The long tale

Once upon a time, I was a ‘web designer’. There were dozens of us, literally dozens. Some obsessed over typography whilst others leant into coding, and explaining what we did to family members was like trying to talk pastry-making with a penguin.

Gradually the club split up to go become UI and UX designers, or front-end developers and engineers. Despite many fond memories of untangling merge conflicts and wondering why docker containers wouldn’t run, I gradually drifted away from coding over the years to focus on my design craft. I helped found a digital agency in Manchester called Bliss and later became their creative director. I also completed a degree in English language and literature and earned my MA in cultural analysis after moving to Amsterdam.

After over a decade creating digital solutions for organisations across a sweeping array of sectors, I joined WeTransfer in 2020 to help the team develop their SaaS offering. Though I continue to find a peculiar joy in the weeds, nudging pixels into places only fellow designers are likely to appreciate, the bulk of my time is spent working with product teams to discover and design for the challenges that millions of people face sending and receiving files from others.

This largely involves identifying patterns and relationships, translating the abstract into the concrete, and refining language and the presentation of information—all whilst drawing on my academic background in cultural analysis to maintain an intensely critical eye on the work we do and the contribution of our craft to people and the planet.

Why I design

I value design that is intentional, honest, and self-reflective. Design that presents fresh and unique perspectives without losing a sense of its purpose. Design that is whimsical but not wasteful.

I enjoy the unintended ways in which things have the power to reshape the humans that use them, the surprising ways function can be derived from form. But form that does not attend to function in the first place is not design.

I thrive in the untangling of complex concepts and the mapping of seemingly anarchic relationships between information and people’s motivation and ability to access that information—the same way people love sudoku and chess (though I’m terrible at both). In short, the introduction of order to chaos.

I believe there are no solutions, as every design intervention unleashes new, often unforeseen challenges. Great products and services are never the result of singular inspiration, but the patient, empathic layering of responses to these challenges in pursuit of an ever-elusive and expanding vision.

From a commercial perspective, I strongly believe that good services sell themselves and that in the long run, products that respect people’s time, attention, and personal privacy will win out over those thirsty to dominate every minute of our lives.

I believe in the inter(re)active capacities of technology to empower the creation, sharing, and democratisation of ideas and information, and admire design’s power to give form, translate, signpost, and extend human potential.

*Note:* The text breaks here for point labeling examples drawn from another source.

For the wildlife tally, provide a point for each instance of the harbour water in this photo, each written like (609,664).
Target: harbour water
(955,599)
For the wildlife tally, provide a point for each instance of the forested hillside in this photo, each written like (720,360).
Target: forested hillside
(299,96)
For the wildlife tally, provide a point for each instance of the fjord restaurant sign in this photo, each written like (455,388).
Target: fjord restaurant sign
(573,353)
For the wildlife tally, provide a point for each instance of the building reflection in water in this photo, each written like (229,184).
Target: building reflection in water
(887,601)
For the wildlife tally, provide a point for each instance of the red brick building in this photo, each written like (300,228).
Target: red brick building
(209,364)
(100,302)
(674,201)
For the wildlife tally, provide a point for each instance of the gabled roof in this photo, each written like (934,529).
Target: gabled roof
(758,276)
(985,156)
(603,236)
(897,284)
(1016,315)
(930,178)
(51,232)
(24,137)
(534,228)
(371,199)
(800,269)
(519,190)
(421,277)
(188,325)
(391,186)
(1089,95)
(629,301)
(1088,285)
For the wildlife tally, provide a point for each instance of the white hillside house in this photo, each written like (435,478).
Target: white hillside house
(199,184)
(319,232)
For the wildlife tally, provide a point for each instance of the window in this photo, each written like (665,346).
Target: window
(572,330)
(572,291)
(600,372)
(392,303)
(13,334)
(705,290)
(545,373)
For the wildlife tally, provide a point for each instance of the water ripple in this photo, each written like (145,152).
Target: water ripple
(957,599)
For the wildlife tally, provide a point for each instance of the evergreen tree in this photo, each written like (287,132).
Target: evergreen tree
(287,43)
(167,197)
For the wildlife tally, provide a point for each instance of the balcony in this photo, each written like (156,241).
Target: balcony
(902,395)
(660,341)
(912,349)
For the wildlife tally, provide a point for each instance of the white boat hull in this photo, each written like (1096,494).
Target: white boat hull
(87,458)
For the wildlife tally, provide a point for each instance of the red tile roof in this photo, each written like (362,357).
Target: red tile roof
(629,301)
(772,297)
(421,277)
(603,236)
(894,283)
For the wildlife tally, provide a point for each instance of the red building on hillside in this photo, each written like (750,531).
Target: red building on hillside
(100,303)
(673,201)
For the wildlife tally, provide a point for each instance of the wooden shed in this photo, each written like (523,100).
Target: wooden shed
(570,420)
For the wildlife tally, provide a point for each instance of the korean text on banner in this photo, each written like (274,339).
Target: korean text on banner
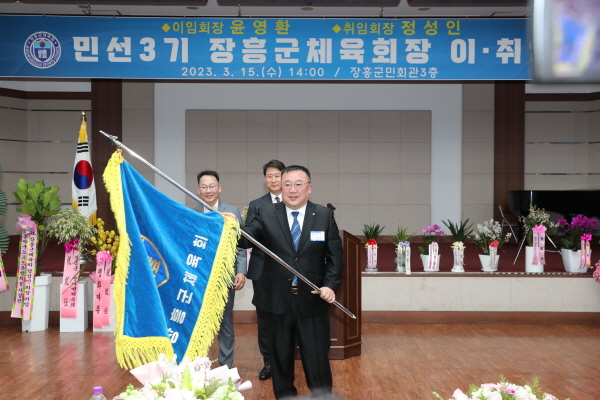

The challenges we face are myriad and good design is essential in helping to anaesthetise frustration and alleviate need.

As for what good design looks like, I believe it embodies practices that embrace pluriversal perspectives, strives to discover the problems behind the problems, and know when to say ‘no’. Fundamentally, good design must continually interrogate and redesign itself.

It is around twenty years since I first dabbled with Dreamweaver and Fireworks, but I still know so little and have so much to learn. And to be fortunate enough to wake up every day and look forward to working and learning alongside an intelligent and inspiring group of people is a source of enduring encouragement. That little by little the pixels we push into place impact people in a positive way—that is why I design.

Portrait of Nathan Beck

Colophon

This site was hand-built (well, hand-coded—it's not like I'm getting dirt on my knees here) using good old-fashioned HTML and CSS (Sass), packaged tidily together using Eleventy and published to the web using Cloudflare Pages. My goal was to keep things super simple and maintainable, without sacrificing visual flair. In that spirit, I also wanted to try building without a single line of client-side JavaScript. All interactions and animations are handled with CSS. To the best of my ability, this site conforms to WCAG and WAI accessibility guidelines.

Typography

Fonts come courtesy of Google. I've once again implemented one of my favourite typefaces, EB Garamond, by Georg Duffner and Octavio Pardo. I think it does an excellent job of bringing the richness of Claude Garamont's 16th-century humanist original into the 21st century. Stylish but readable, it makes for both excellent headings and running text, which is what I've used it for. Complimenting it is Wei Huang's super clean Work Sans, which I feel operates well at smaller sizes.

Inspiration

Whilst adhering to the constraints and affordances of the web, I try to draw inspiration from non-digital and non-contemporary sources. For this iteration of my website, I drew on the stunning gradients and light effects found in the work of Icelandic artist Thordis Erla Zoëga, which I discovered at her 2022 solo exhibition at the BERG gallery in Reykjavik.